The last thing Daniel Kulick, M.D., wants is for a person with chest pain to tough it out at home.
Get to the hospital emergency room. Best of all, get to Mission Hospital’s emergency room, where a team of coronary care specialists who are part of the Chest Pain Center will determine the cause and danger associated with the pain and provide necessary treatment within minutes.
Too embarrassed to call 911 for fear that your pain might not be a heart attack? “Don’t die of doubt,” advises the American Heart Association.
Whether a person walks in to the ER on his or her own, is driven by a family member or is brought unconscious by ambulance — each patient is treated with the same urgent and complete care.
“If a person is having a heart attack, he or she will go directly to cath lab for stent or angioplasty,” says Dr. Kulick, Director of the Mission Hospital Chest Pain Center.
A stent is a tiny wire mesh that is inserted through a catheter to an artery blocked by plaque; the mesh is then expanded to keep that artery open. Angioplasty is the procedure during which a tiny balloon is inserted through a catheter to a blocked artery, inflated so that blood can flow easily again in that artery, then removed.
Even if chest pain is not a heart attack, it can be a warning of heart disease. The team will keep the patient for observation, to determine just what that warning means. A treadmill test and other tests will help a cardiologist determine the cause of the chest pain and possible treatment.
“There is a long list of causes of chest pain,” says Dr. Kulick, “only a few are dangerous.”
And a heart condition that is not dangerous now, could become dangerous without treatment. To appreciate the value of the Chest Pain Center, it’s helpful to know how far coronary care has come: “In the old days, it was up to the ER doctor to say okay, you’re safe to go home — and occasionally patients would go home and have a heart attack,” says Dr. Kulick.
Minutes matter
The Chest Pain Center team works fast — for a good reason: it can save lives. “Our goal is that it takes less than 90 minutes from the time a person walks through our door and to angioplasty or stent,” says Dr. Kulick. “And 95 percent of the time it’s done in that time frame, and this includes patients who are actually having cardiac arrest and have been resuscitated.”
The amount of time it takes for a heart attack patient to get treatment is a major factor in a life or death outcome. Mission Hospital is known in the area for being equipped to receive and treat anyone having a heart attack, fast.
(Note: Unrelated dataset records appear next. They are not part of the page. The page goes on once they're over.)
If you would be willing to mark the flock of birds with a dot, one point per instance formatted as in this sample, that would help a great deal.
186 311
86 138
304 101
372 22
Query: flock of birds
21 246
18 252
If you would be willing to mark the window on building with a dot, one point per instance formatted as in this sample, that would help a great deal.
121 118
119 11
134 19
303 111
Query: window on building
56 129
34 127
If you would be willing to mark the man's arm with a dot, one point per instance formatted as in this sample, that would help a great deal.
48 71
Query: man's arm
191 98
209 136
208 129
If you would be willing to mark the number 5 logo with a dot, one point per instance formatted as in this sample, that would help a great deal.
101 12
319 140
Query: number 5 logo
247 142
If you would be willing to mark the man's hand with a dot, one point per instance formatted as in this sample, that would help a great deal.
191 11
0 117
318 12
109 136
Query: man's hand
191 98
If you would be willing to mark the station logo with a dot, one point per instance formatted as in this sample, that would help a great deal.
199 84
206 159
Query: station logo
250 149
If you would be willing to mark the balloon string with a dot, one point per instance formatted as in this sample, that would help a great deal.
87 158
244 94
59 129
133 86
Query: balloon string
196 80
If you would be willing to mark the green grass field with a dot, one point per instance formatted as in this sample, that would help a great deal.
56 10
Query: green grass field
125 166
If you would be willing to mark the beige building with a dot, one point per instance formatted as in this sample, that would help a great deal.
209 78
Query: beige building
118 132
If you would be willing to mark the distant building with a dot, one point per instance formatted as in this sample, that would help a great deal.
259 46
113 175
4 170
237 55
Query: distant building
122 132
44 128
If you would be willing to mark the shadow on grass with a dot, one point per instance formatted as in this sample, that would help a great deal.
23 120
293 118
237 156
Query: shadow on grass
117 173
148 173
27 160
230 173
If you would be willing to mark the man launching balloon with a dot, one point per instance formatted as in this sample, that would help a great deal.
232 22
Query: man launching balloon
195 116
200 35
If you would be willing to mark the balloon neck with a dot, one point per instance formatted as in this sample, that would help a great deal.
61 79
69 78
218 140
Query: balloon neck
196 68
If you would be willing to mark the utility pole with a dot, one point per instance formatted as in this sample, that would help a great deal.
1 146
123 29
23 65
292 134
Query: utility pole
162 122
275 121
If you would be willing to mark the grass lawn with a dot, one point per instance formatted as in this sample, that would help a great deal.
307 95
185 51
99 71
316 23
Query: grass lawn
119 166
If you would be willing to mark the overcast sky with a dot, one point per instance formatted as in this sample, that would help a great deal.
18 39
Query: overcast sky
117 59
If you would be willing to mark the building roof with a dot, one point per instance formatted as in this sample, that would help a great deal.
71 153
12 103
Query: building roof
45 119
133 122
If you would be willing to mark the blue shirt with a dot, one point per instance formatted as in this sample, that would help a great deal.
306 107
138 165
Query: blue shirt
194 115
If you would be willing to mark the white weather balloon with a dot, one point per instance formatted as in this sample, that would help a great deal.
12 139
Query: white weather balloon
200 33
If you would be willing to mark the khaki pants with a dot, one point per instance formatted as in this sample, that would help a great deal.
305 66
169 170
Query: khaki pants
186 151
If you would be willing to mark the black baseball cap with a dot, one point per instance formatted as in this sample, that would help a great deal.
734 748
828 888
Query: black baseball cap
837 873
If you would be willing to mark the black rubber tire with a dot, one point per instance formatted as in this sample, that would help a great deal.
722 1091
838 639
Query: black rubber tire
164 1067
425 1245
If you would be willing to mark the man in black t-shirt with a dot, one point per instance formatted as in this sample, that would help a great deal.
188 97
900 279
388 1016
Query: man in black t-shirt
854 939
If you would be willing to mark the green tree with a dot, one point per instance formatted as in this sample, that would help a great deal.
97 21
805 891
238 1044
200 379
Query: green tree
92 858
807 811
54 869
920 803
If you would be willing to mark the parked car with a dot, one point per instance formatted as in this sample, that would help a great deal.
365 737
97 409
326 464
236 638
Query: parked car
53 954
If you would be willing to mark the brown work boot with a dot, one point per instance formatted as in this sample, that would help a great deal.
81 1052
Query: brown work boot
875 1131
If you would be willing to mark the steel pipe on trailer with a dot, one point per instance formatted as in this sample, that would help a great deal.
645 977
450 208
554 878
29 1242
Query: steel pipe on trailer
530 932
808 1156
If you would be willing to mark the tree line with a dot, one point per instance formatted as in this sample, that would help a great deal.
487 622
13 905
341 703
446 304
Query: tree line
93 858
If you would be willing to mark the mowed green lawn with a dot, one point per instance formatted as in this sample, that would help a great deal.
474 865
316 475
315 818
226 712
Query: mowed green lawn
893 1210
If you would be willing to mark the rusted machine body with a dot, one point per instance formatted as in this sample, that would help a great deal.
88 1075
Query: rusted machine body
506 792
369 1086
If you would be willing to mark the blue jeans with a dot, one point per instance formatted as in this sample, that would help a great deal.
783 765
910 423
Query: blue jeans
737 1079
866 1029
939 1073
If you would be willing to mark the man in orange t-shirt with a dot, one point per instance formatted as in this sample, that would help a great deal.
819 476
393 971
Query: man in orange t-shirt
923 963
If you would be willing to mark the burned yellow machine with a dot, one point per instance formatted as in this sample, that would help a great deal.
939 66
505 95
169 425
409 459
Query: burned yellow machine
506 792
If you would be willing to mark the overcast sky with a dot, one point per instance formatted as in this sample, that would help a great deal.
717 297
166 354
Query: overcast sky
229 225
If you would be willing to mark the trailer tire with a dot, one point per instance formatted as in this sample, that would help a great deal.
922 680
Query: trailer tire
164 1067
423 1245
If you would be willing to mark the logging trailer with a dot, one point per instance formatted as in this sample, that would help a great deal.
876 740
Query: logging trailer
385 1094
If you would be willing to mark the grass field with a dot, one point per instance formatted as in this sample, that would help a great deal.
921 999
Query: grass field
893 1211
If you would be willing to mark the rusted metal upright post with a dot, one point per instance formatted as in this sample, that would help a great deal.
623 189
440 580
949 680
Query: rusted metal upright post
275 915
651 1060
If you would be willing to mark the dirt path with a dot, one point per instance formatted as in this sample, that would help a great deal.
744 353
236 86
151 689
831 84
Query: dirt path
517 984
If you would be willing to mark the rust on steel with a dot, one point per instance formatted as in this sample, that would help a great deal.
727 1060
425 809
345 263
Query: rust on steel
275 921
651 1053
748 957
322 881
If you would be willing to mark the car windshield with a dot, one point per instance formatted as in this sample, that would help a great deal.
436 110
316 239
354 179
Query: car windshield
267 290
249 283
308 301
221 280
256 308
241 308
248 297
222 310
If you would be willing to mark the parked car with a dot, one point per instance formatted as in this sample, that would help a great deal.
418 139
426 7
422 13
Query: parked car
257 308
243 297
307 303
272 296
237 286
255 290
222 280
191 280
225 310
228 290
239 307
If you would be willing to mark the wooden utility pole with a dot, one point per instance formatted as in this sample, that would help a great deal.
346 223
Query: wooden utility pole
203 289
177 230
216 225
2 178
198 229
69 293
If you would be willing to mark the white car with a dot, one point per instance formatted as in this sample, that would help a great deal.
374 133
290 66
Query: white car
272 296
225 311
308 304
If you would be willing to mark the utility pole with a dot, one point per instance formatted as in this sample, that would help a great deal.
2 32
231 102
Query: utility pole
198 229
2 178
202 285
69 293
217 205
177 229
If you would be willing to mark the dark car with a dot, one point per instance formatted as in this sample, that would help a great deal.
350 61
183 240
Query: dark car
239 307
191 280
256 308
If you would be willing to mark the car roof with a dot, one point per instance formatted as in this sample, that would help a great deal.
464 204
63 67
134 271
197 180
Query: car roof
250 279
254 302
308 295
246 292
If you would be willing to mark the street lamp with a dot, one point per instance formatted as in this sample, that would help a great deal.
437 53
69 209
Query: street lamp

“In Laguna Beach, they keep an ambulance parked there 100 percent of the time,” says Dr. Kulick. “If a patient is diagnosed as having a heart attack, that patient can be put in an ambulance and brought here — and even coming from Laguna we can meet the under 90-minute time.”
Who staffs the chest pain center?
The staff of the Chest Pain Center — nurses, doctors and technicians — meets regularly to make sure that the procedures are working smoothly. “These extraordinarily skilled people meet quarterly to review what we’re doing — the teamwork is phenomenal,” says Dr. Kulick.
What is it like to work with this team? “It’s very gratifying,” says Dr. Kulick. “We used to give heart attack patients morphine, then sit and watch people die. It’s so gratifying that now we can do so much for them.”